Si cette rose se fane, outre la terrible maladie qui la cerne et qui la condamne, c’est aussi et surtout à cause de son cœur brisé et de son corps qui ne veut plus suivre, maintenant sans but. La justification de son martyr ne trouve de source que dans l’arriération bourgeoise de son beau-père, véritable manipulateur pervers qui lui donne du sentiment filiale pour mieux s’en débarrasser, qui ne voit pas le problème de la laisser mourir seule, la sachant déjà atteinte par une tuberculose ravageuse. A de nombreuses reprises, le livret évoque le fait que Giorgio est inspiré par Dieu dans sa demande insidieuse. De tout temps, Dieu a servi d’arguments aux puissants et aux violents pour justifier les actes les plus infâmes.

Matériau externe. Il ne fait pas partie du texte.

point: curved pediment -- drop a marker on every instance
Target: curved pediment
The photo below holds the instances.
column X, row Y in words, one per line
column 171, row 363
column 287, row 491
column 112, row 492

Violetta doit mourir pour des idées qui ne sont même pas les siennes. Quelle belle affaire ! Celle-ci est entendue. Il semblerait que les transactions matrimoniales valent mieux que l’Amour. L’obscurantisme religieux rejoint ici le traditionalisme béat de la réaction et unissant ces deux valeurs mortifères met un terme éprouvant au plus noble des sentiments humains. Il y a dans La traviata, une condamnation sans équivoque des raisons du drame, Giorgio croulant lui-même sous les remords et la foule apostrophant Alfredo lorsque celui-ci, désespéré, se laisse aller à la goujaterie.

Novateur, le caractère intimiste, débarrassé de la pesanteur des dieux et du destin, ramené à sa dimension humaine, ce qui ne le rends pas moins dramatique, avait dérouté le public de la Fenice lors de la création de La traviata. De nos jours, le sous-texte de cette œuvre majeure et majestueuse, nous apparaît plus nécessaire et limpide que jamais. Impossible de ne pas faire un lien avec les moments difficiles que nous traversons lorsque tel Giorgio Germont, les fous de Dieu instrumentalise leur foi pour de plus sombres dessein, foulant au pied ce qui fait la beauté de notre humanité, ce qui devrait toujours être le seule guide de notre conscience, un amour éclairé aussi bien par le cœur que par l’esprit.